The U.S. Department of Labor’s National Safety Stand-Down encouraged construction firms to set aside an hour this week to focus on fall safety and to engage in proper procedures to prevent falls – the leading cause of death in the construction industry.
The department estimated that as many as 1 million workers at 25,000 participating businesses took an hour off this week for the stand-down. Several were in Arizona, including the Ryan Cos., where DiDomenico said more than 400 employees, managers and vendors stood down at a worksite at Marina Heights at Tempe Town Lake.
Speakers at the Tempe event included Arizona Division of Occupational Safety and Health employees and the Phoenix-area director of the federal Occupational Safety and Health Administration. Kyle Schoenberger, Ryan Cos. safety superintendent,
gave a toolbox talk on fall prevention complete with a trivia contest with prizes for employees.
This week’s event came amid criticism by federal officials of Arizona’s fall-protection regulations for the residential construction industry. In March, OSHA sent a letter to the Industrial Commission of Arizona noting “a number of areas where Arizona’s residential fall protection standards are less effective than federal OSHA’s.”

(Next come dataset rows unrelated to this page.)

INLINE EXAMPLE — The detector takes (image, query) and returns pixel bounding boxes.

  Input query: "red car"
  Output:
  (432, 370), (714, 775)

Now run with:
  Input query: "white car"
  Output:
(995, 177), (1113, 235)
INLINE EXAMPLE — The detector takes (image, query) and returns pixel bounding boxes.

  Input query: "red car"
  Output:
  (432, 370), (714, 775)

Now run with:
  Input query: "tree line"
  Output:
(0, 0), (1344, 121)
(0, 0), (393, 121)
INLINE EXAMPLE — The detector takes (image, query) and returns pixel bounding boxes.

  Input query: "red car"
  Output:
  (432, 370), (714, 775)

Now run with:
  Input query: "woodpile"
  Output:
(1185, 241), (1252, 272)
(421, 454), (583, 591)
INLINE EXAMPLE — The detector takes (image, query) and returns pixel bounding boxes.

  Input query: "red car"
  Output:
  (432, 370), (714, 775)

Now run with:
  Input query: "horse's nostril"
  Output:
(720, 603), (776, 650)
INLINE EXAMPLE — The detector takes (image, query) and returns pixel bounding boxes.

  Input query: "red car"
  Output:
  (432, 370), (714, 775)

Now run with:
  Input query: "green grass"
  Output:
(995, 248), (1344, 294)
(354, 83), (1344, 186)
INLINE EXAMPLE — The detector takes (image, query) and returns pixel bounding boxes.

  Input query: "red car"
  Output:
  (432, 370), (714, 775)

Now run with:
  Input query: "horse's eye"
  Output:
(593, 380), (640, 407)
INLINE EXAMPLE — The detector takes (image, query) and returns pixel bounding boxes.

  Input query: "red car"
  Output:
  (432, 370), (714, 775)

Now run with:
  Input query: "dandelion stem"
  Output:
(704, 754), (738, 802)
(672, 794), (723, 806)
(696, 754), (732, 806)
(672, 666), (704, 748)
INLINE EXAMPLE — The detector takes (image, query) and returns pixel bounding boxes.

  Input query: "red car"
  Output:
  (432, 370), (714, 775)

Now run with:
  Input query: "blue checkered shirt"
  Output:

The major concern was that Arizona required limited, if any, fall protection for employees working between 6 and 15 feet high. OSHA requires the use of conventional fall-protection equipment, such as fall-arrest systems, nets, or guardrails, at heights of 6 feet or higher.
In April, Gov. Jan Brewer signed SB 1307, a bill that set new standards for workplace-fall protection in the state. Some safety provisions were added, but DiDomenico does not believe it fully complies with federal regulations.
“The state of Arizona does not recognize that there are feasible ways to protect employees,” she said.
“It’s a red flag. It’s plain as day that we are not as effective as the federal government,” DiDomenico said.
The law itself contains a provision calling for its automatic repeal if OSHA rejects the state’s changes.
While that process is going on, businesses have taken the lead on spreading the message of fall protection, said Jeremy Bethancourt, program director of Arizona Construction Training Alliance, pointing to this week’s stand-down events.
“It means that employers are willing and know how important it is to train and reaffirm the importance of using fall protections,” Bethancourt said. “It is employers who have taken the initiative to embrace the message of the stand-down and relay that to their employees.”
The Bureau of Labor Statistics reported that seven workers – four of them construction workers – died in falls in Arizona in 2012. Nationally, 269 people died in construction falls that year, the bureau said.
Bethancourt said it worries many construction firms that Arizona’s fall protection guidelines are not in line with those of the federal governments.
And few people know that worry more than DiDomenico, who said she is sometimes hesitant to meet people on a job site, knowing that any one of them could become another fatality.
“You want to minimize the number of people that you meet and speak to because you are increasing your percentages of something happening,” she said.